Mas e o Curupira? Pois bem, até hoje é um mistério. Já revirei aquela floresta inteira, aquela mata, e não voltei a encontrá-lo, nem mesmo seus rastros, suas pegadas invertidas, seus descaminhos, como ele mesmo disse. Também nunca mais cruzei com outra serpente ou ser ameaçador, é como se aquele ritual, aquela dança com a jararaca nos ombros, tivesse sido uma espécie de contrato de paz – ”não faças mal à natureza e ela não voltará a te ferir”. Hoje eu sou praticamente o dono daquele sítio, vovó está ainda viva, mas deixou os negócios por minha conta.
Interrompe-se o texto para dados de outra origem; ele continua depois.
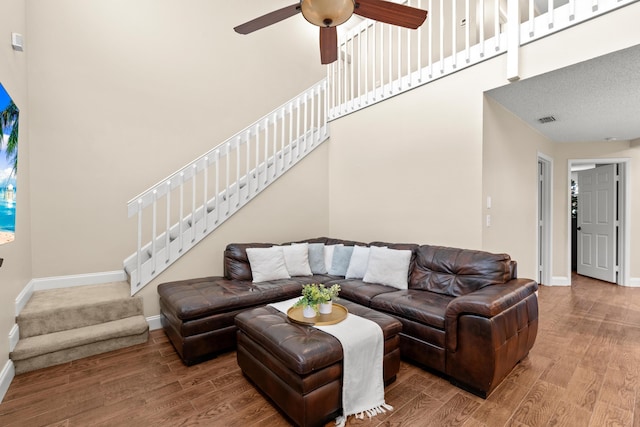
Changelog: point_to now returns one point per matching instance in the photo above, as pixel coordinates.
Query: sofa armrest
(486, 302)
(488, 332)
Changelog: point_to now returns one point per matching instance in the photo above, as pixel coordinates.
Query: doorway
(601, 253)
(545, 179)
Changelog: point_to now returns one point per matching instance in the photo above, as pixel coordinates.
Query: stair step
(63, 309)
(60, 347)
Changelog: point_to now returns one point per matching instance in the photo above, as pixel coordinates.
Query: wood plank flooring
(584, 370)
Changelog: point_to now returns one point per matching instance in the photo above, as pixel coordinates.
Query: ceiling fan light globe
(327, 13)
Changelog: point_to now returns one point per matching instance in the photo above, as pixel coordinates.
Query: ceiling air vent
(547, 119)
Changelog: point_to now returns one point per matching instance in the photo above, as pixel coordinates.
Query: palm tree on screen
(9, 119)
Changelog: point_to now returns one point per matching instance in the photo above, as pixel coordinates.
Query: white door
(597, 234)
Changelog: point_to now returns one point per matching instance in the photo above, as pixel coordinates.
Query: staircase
(61, 325)
(177, 213)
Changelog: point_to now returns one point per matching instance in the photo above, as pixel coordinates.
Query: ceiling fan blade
(328, 45)
(391, 13)
(268, 19)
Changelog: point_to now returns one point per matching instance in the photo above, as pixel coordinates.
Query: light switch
(17, 41)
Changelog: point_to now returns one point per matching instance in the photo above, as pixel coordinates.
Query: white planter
(308, 311)
(325, 308)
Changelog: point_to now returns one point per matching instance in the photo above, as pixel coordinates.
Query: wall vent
(547, 119)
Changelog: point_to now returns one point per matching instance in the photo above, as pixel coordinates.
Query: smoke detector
(547, 119)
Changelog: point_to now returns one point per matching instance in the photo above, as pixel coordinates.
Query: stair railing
(182, 209)
(377, 61)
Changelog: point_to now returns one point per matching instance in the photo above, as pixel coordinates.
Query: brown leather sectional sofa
(465, 314)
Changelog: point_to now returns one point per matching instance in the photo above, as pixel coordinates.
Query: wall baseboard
(154, 322)
(559, 281)
(56, 282)
(14, 336)
(634, 282)
(6, 376)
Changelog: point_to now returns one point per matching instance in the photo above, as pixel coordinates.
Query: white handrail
(380, 60)
(255, 156)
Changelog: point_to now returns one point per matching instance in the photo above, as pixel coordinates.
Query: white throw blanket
(363, 352)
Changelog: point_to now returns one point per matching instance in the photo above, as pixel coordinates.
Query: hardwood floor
(584, 370)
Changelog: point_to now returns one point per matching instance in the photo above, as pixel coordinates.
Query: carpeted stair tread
(31, 347)
(57, 310)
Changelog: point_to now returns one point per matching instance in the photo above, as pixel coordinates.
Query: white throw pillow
(328, 255)
(358, 262)
(296, 259)
(388, 267)
(267, 264)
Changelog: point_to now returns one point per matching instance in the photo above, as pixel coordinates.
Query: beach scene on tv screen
(8, 166)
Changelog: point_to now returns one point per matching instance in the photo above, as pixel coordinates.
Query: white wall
(419, 167)
(15, 273)
(123, 93)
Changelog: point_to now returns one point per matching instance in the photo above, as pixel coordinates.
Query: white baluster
(181, 212)
(248, 171)
(166, 234)
(441, 36)
(481, 21)
(496, 23)
(193, 203)
(154, 231)
(282, 137)
(532, 21)
(467, 32)
(205, 196)
(238, 151)
(419, 49)
(216, 162)
(139, 251)
(454, 31)
(430, 41)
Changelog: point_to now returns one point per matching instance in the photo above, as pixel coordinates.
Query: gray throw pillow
(340, 260)
(316, 258)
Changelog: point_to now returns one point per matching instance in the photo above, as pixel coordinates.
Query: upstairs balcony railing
(377, 61)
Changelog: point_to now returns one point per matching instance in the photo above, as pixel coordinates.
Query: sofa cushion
(456, 272)
(340, 260)
(423, 307)
(328, 255)
(296, 258)
(267, 264)
(196, 298)
(358, 262)
(358, 291)
(236, 263)
(316, 258)
(388, 267)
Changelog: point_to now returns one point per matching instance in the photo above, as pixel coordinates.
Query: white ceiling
(591, 101)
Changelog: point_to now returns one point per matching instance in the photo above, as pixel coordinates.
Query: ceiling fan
(327, 14)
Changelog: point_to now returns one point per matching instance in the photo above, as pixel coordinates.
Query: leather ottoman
(299, 367)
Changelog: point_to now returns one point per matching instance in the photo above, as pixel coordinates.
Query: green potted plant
(313, 296)
(325, 304)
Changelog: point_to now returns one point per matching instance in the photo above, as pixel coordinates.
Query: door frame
(624, 213)
(544, 218)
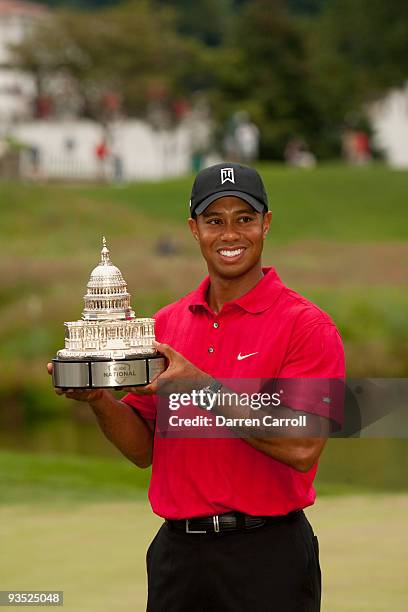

Prometi a mim mesmo que, enquanto estiver vivo, ninguém derrubará uma única árvore daquele lugar. Quero que aquela floresta permaneça viva, intocada, para que o meu amante de uma única noite não perca o seu lar, a terra de onde ele brotou magicamente e que está sob sua tutela. Eu nunca consegui esquecê-lo, nunca consegui desvendar seu mistério, nem mesmo sei quem é – se o curupira, um elfo ou, talvez, um espírito da floresta. Eu não sei. Também nunca contei essa história a uma outra pessoa – somente agora é que me deixei vencer e gravo no papel o que vivi, ou o que sonhei, quem sabe. Muitas vezes, quando me sinto entediado, sem nada para fazer, como naquela noite, caminho sobre a pontezinha de madeira, atravesso o riacho e entro na floresta. Então, rogo aos céus para que a jararaca reapareça, quem sabe ele não me venha salvar novamente? Nós então dançaríamos eternamente, como dois perdidos, descaminhados, amando sem cansar sob a lua, sob a luz do sol, em meio às raízes, flores, folhas, insetos, dentro da terra e debaixo da água fria. Desta vez, não permitiria que ele se fosse, iria agarrá-lo e, com todas as forças, eu o obrigaria a me aceitar, a me tornar parte de sua vida, de seus mistérios. Mas, se ele resistisse e me rejeitasse, não me restaria outra coisa senão declarar: deixa, querido, deixa o veneno da cobra agir, tomar meu sangue, deixa-me morrer aqui, enterra meu corpo, minhas dúvidas, minha ansiedade…. E faz nascer dos meus restos uma planta, que um dia dará uma flor, que, à noite, no verão, atrairá com seu perfume homens solitários e perversas serpentes.